Without at least the “before” figures being made available – a little like The Groves road closures – any post implantation review will be largely subjective.

This simply isn’t a professional way of determining priorities.

A meeting next week will hear that progress on implementing the schemes is slow. It will be the next financial year before any physical work is done. Even relatively uncontroversial proposals like providing cycle lanes on the wide Acomb Road/York Road route are effectively stalled.

That is a good thing if allows some of the more eccentric schemes, like the expensive cycle path link from Heslington to Wheldrake, to be evaluated properly.

According to a “tweet” published yesterday Cllr D’Agorne has been asking council officials to change the content off their reports.

Twitter exchange.
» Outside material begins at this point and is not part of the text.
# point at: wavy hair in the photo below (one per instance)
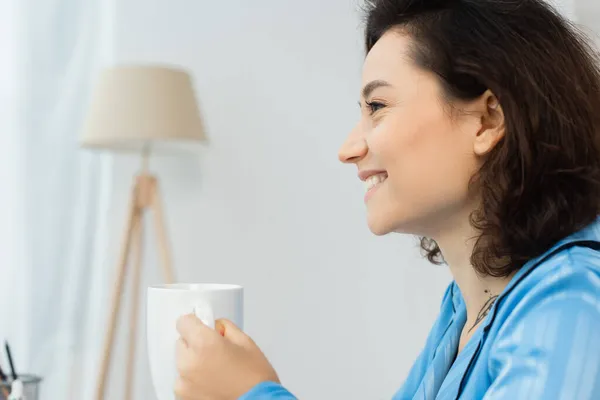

The officers comments are absolutely correct.

If so, then that is a major error of judgement on his part.

Executive Councillors have always had an early sight of draft reports. The intention was for them to be able ask for ADDITIONAL information to be provided, if deemed necessary. It was not to encourage censorship of the views of professional advisers..

Liberal Democrat voters in particular will be feeling increasingly uneasy. They voted for a manifesto where the quality of core public services would be the priority for the use of limited finances.

Yet the quality of transport services generally has declined over the last few years. This is mainly the result of poor leadership rather than the virus, Brexit, central government funding etc.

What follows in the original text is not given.